335 osób wylegitymowanych, 188 wniosków o ukaranie do sądu, 28 mandatów karnych, 6 osób zatrzymanych – tak stołeczna policja podsumowała poniedziałkowy protest w centrum Warszawy. Manifestacja została zorganizowana w ramach strajku Lempart i Suchanow, który nie wiedzieć czemu nazywa się strajkiem kobiet.
– Podsumowania dot. protestów związanych z tzw. Strajkiem Kobiet od dłuższego czasu wyglądają w ten sam sposób. Można powiedzieć, że jedyne, co ulega zmianie, to liczby – stwierdził rzecznik Komendanta Stołecznego Policji nadkom. Sylwester Marczak.
Wesprzyj nas już teraz!
Według Marczaka od początku protestów w ramach strajku Lempart i Suchanow policja karze „za to samo”: brak maseczki, odmowa podania danych osobowych etc. – Osoby legitymowane dobrze wiedzą, jak zakończy się sytuacja odmowy podania danych. Odnoszę wrażenie, że jest to działanie świadome, którego celem jest wykazanie w przestrzeni medialnej rzekomej represji policji. Prawda jest jednak taka, że jest to jedynie konsekwencja zachowania osób, które na tę odmowę podania danych się decydują – powiedział Marczak.
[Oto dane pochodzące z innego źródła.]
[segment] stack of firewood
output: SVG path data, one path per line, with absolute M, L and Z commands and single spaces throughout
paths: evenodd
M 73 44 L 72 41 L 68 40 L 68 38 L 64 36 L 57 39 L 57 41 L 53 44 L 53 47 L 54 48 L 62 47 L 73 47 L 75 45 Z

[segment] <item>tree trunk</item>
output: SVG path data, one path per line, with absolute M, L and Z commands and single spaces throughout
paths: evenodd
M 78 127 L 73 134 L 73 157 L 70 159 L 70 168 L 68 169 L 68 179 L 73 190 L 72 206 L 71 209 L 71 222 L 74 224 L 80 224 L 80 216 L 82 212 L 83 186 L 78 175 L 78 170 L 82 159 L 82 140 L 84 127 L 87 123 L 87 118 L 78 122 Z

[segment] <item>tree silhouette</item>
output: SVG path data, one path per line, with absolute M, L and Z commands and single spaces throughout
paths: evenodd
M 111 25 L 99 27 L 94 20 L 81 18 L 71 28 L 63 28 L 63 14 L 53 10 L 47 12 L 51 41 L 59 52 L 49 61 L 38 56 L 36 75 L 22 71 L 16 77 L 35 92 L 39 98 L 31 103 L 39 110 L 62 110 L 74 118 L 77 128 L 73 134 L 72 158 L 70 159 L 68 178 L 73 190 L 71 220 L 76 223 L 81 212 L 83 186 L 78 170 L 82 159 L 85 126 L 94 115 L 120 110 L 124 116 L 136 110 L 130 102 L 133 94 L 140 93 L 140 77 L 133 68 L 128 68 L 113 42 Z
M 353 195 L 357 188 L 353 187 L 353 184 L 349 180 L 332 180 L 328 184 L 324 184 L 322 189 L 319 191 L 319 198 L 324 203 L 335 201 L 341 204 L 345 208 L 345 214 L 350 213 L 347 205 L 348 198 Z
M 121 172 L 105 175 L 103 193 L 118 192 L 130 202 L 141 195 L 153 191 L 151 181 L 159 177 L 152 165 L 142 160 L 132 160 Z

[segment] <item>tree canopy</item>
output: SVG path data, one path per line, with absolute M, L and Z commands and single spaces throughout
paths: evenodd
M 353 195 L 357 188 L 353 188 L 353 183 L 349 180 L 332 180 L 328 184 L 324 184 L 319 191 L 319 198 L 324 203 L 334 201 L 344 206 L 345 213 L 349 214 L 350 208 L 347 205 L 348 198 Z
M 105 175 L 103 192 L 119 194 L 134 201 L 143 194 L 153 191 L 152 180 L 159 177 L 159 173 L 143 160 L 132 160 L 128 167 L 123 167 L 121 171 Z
Rzecznik Komendanta Stołecznego Policji powiedział również, że wobec 188 osób skierowane zostaną wnioski do sądu. – Zdecydowana większość wykroczeń dotyczy tamowania ruchu. Policjanci nałożyli także 28 mandatów karnych – dodał.
W poniedziałek w Warszawie protestujący gromadzili na rondzie Czterdziestolatka. Doszło do przepychanek z policją. Protestujący krzyczeli, puszczali muzykę i tańczyli. Na transparentach mieli hasła takie jak: „To jest wojna”, „Mordo iuris” czy „Jestem feministyczną wojowniczką”. Komitet Inicjatywy Ustawodawczej „Legalna aborcja. Bez kompromisów” zbierał podpisy pod obywatelskim projektem ustawy zakładającej m.in. prawo do aborcji do końca 12. tygodnia ciąży, bezpłatnej dla ubezpieczonych.
Akcja policji zakończyła się po godz. 01.00 w nocy.